Malam itu, Anton sibuk menyiapkan dirinya untuk pergi ke apartemen Yuanita. Dulu calon istrinya, namun sekarang berubah jadi adik kandungnya sendiri. Tapi pikiran Anton tak bisa menerima kenyataan itu. Dengan menentang pernyataan bu Halimah, diperkuat oleh pak Zaini, tapi lelaki yang sudah terlanjur seribu persen menyayangi kekasihnya itu, tetap saja menerobos benteng terlarang yang seharusnya tidak boleh ia lewati.
"Kamu mau kemana, Ton? Kok malah pake jaket?? Lho... lho... sekarang pake helm juga??? Dengarkan ibu, Anton! Ini sudah malam, Nak. Kalau mau ke rumah Nita, nunggu besok pagi saja ya." Nasehat bu Halimah sambil sedikit mengeraskan suaranya, karena sikap Anton yang tak mau dengar ucapan ibu kandungnya itu.
Apalah daya, malah Anton menuntun kuda besinya ke halaman dan buru-buru menstater tanpa berkata apa-apa.
Mendengar keributan di depan rumahnya, Amel jadi terbangun dari tidur lelapnya. Ia mengucek kedua matanya yang masih ngantuk sambil menggerutu, "ada apa sih, berisik sekali di depan.
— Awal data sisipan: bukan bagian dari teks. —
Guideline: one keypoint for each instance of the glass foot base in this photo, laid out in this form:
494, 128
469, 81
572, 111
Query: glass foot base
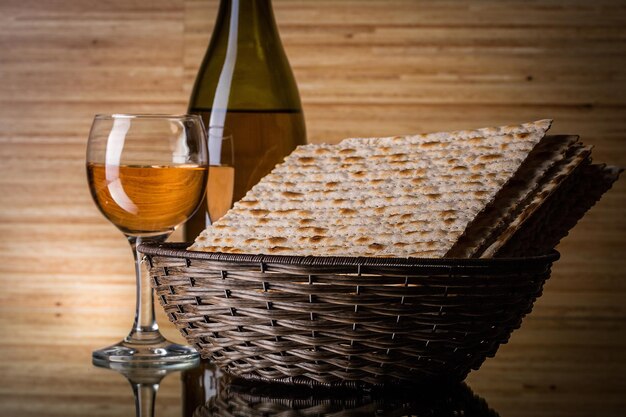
128, 354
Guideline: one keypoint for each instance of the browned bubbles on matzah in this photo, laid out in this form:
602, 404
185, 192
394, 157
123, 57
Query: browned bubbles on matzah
398, 196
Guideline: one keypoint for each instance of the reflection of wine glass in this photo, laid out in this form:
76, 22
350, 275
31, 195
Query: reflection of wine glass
145, 383
147, 175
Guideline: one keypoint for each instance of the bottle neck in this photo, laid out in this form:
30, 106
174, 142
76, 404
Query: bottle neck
250, 21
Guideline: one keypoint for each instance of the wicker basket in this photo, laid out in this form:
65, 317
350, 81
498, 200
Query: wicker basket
344, 321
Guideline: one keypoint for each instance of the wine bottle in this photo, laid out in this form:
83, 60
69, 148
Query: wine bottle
247, 96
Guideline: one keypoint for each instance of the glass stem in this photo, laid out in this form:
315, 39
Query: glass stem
145, 328
145, 394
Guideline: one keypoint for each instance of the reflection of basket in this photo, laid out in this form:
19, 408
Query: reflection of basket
340, 320
271, 400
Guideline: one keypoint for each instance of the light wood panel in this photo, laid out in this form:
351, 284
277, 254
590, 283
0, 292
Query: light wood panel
364, 68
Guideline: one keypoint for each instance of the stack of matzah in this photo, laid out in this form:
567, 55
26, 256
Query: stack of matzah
481, 193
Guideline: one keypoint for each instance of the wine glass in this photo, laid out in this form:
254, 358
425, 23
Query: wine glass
147, 175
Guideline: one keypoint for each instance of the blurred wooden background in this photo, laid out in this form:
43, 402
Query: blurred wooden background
364, 68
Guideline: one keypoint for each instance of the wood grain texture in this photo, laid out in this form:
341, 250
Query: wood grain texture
364, 68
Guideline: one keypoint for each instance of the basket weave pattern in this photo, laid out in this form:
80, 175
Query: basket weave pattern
334, 320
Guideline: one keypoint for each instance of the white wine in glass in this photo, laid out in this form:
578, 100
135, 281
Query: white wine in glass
147, 175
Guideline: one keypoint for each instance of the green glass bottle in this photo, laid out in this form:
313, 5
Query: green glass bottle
248, 99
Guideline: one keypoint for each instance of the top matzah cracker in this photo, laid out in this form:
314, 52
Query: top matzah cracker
388, 197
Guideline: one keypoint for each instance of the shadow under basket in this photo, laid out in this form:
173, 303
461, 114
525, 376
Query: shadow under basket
344, 321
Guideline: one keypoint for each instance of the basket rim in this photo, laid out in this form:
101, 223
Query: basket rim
179, 250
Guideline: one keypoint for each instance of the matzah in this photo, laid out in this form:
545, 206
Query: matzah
561, 211
535, 170
404, 196
577, 155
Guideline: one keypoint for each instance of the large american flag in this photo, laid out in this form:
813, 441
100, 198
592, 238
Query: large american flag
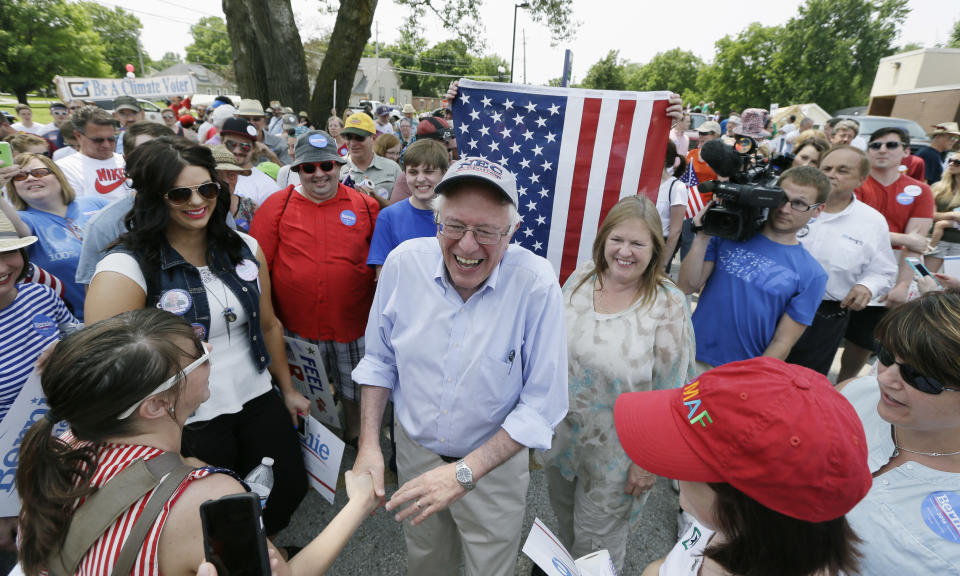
575, 153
Kayaknya itu suara ibu."
Menyadari akan hal itu, adik Anton ini mempercepat langkahnya untuk menemui ibunya. Ia jadi khawatir akan keadaan ibunya yang sebelumnya nampak kurang sehat.
"Ibu... Itu Mas Anton mau kemana???" Amel bertanya setelah menemui ibunya yang sedang berdiri di depan pintu sambil menatap kepergian kakaknya.
"Mel... Kakakmu katanya mau ketemu Yuanita. Ibu tadi sudah mencegahnya, tapi nggak dihiraukan. Gimana ini, Mel. Padahal kondisi kakakmu kurang baik. Ibu khawatir terjadi apa-apa di jalan nanti." Rengek bu Halimah.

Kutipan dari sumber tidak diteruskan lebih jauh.